A la luz del caso Blake, Chesterton se permite revisar el racionalismo del siglo XVIII y ponerlo a discutir con la tradición romana, la revolución francesa, el pensamiento religioso, los nuevos misticismos, pero también anuda a su poesía muchas ideas morales y estéticas de llana vigencia, porque prácticamente no da un paso sin una ironía que muerda la modernidad. Con el mismo espíritu corrige el falso pesimismo atribuido a Lord Byron y a Stevenson, y recupera el talento con que Charlotte Brontë enfrentó la novela de buenos modales y mostró que en la monotonía de un mundo feo, vulgar y violento pueden narrarse “todos los infiernos y paraísos de Dante”.

Francisco de Asís es uno de los héroes de Chesterton, de hecho, le dedicó una biografía, pero aquí lamenta el tono devocionario de la de William Blake, que oculta al hombre, de la misma manera en que “no buscamos el retrato de una mujer en un soneto de amor: en esa disposición mental, quien escribe no solo le atribuye todas las virtudes a su ídolo, sino todas las virtudes en la misma proporción”. Para Francisco de Asís -afirma- “el mundo era pequeño, no porque tuviera idea de su tamaño, sino por la misma razón por la que las viejas chismosas lo encuentran pequeño: porque tienen infinidad de parientes.

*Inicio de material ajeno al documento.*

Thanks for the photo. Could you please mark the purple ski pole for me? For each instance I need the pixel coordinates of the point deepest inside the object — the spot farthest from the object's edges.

Si lo hubieran llevado a la estrella más solitaria que la locura de un astrónomo pueda concebir, él sin duda habría contemplado en ella el rostro de un nuevo amigo”.

Entre las páginas dedicadas a los místicos, las que abordan el llamado a recuperar la simplicidad en la obra de Tolstói cobran un tono especialmente brillante. Lejos de ubicar la moraleja didáctica donde la buscaba el conde ruso, la encuentra más firme en la “curiosa luz matinal, límpida y fría, que ilumina todos sus cuentos”, en el amor por las cualidades de la materia bruta: “la dureza de la madera y la suavidad del barro, la arraigada creencia en cierta bondad ancestral que resguarda la mismísima cuna de la raza humana. Cuando las comparamos con el absurdo resonar del Tolstói didáctico, que clama por una pureza obscena, que invoca una paz inhumana, que se sirve de un cuchillo para dividir la vida en pequeños pecados, que desprecia a los hombres, mujeres y niños por respeto a la humanidad, que reúne en un solo caos de contradicciones un puritanismo muy poco viril y una mojigatería incivilizada, entonces ciertamente no sabemos dónde ha quedado Tolstói. No sabemos qué hacer con ese moralista pequeño y ruidoso que habita en un rincón de un hombre grande y bueno”. Detrás del juicio, aflora su visión cristiana: “Cristo no amó a la humanidad; nunca dijo que amara a la humanidad: amaba a las personas”.

Temperamentos es un libro muy recomendable para quienes quieran asomarse a las muchas horas de placer que depara la prosa de Chesterton, en la que, como ya avisó Borges, no hay una página que no albergue una idea feliz. Merecen un especial reconocimiento los traductores, Juan Antonio Montiel Rodríguez y Natalia Babarovic Torrens, que lograron trasladar el tono festivo y rotundo del celebrado “príncipe de las paradojas”.